Ronen seems to have read not only everything M. wrote, but everything he can be shown to have read. He finds verbal echoes in places I never would have thought to look. He probably overreaches sometimes, but his extensive references and quotes are a true education in the history of Russian literature as seen from the vantage point of the acmeists. And any definition in Dahl was fair game for the writers of that period, who reached even further back—M. uses жирна, for instance, in a sense not current since Old Russian.
I had believed “ham sandwich” to be canonical, but it gets only about twice as many ghits: 1210 for “ham sandwich * better than nothing”, 592 for “cheese sandwich * better than nothing”, with some false positives on both sides, of course.
As for “love love me do”, it seems clear to me that “do” here is elliptical for “do love me”, so “love, love me, do [love me]”, though I admit I never saw the first “love” as apostrophe rather than pleonasm. Could be, though.
JC, it took me a while to understand “love me do” but I eventually arrived at the same solution as you do.
I think that “do” at the end of an imperative sentence, is perhaps more common in British than North American English, where “please” would be more typically used. “Do” in such cases seems to mean almost “I beg you”. Am I right?

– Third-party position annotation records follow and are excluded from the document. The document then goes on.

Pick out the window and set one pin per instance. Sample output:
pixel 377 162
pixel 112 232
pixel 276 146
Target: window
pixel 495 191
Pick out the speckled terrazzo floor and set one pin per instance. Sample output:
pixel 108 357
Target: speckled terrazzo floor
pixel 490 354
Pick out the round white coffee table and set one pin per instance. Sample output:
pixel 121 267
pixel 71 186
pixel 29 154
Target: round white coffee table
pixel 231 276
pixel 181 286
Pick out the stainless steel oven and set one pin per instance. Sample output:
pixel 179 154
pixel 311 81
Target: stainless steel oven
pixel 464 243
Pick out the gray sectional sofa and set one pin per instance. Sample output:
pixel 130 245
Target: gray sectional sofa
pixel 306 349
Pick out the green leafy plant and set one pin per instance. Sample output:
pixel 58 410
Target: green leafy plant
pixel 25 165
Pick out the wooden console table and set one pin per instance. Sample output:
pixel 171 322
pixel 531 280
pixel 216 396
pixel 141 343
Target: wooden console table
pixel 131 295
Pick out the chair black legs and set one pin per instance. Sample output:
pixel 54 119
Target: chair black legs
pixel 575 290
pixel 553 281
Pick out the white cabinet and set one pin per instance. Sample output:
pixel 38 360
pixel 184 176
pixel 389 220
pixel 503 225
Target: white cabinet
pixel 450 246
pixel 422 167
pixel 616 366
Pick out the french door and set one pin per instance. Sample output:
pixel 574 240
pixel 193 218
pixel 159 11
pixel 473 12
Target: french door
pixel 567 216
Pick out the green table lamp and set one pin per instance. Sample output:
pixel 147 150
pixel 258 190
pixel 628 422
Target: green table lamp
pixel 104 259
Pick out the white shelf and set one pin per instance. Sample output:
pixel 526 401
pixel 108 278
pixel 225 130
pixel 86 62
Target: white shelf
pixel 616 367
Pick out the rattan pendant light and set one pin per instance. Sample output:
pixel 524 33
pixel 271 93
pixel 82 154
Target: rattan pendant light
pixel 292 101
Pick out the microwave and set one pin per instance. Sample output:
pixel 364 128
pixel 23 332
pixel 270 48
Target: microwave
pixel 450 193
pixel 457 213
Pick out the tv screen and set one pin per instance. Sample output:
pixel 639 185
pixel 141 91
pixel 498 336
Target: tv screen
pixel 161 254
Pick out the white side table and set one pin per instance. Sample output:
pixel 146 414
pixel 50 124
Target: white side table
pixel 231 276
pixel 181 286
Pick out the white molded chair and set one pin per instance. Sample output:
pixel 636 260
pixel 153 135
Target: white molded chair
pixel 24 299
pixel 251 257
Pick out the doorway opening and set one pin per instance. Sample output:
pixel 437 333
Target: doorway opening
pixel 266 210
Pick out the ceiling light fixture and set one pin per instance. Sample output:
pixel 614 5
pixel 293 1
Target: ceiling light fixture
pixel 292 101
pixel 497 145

Yes, that’s one of the many Briticisms we Yanks had to learn via Beatles songs.
Here’s another “do” from Tom Lehrer.
“Fight fiercely, Harvard!
Fight! Fight! Fight!
Impress them with our prowess, do!…
And that first “Love” from the Lads from Liverpool makes no sense at all as mere repetition.
If we do not hang together, we will hang separately.
Sidetrack: that reminds me that яблоко was also probably the origin for the Nadsat word “yarbles” in A Clockwork Orange.
It may just be that I have a bad cold, but my brain hurts when I try to decide whether that is in fact an example
I think it is, at a phrase level: “nothing is better than X” can mean either
having nothing is better than having X
or
there is nothing better to have than X.
Just like “hang together” can mean either “working as a team” or “being executed by hanging in a group”.
I think sentence-final do is not specifically British, though it may be a bit old-fashioned: Mark Twain attaches it to sarcastic requests, for example.
JC: It could be that it is old-fashioned in America but not in England.
I’ve come across державное яблоко, but of course it hasn’t been used much since 1917. Яблоко is also the globe on the top of a churh spire.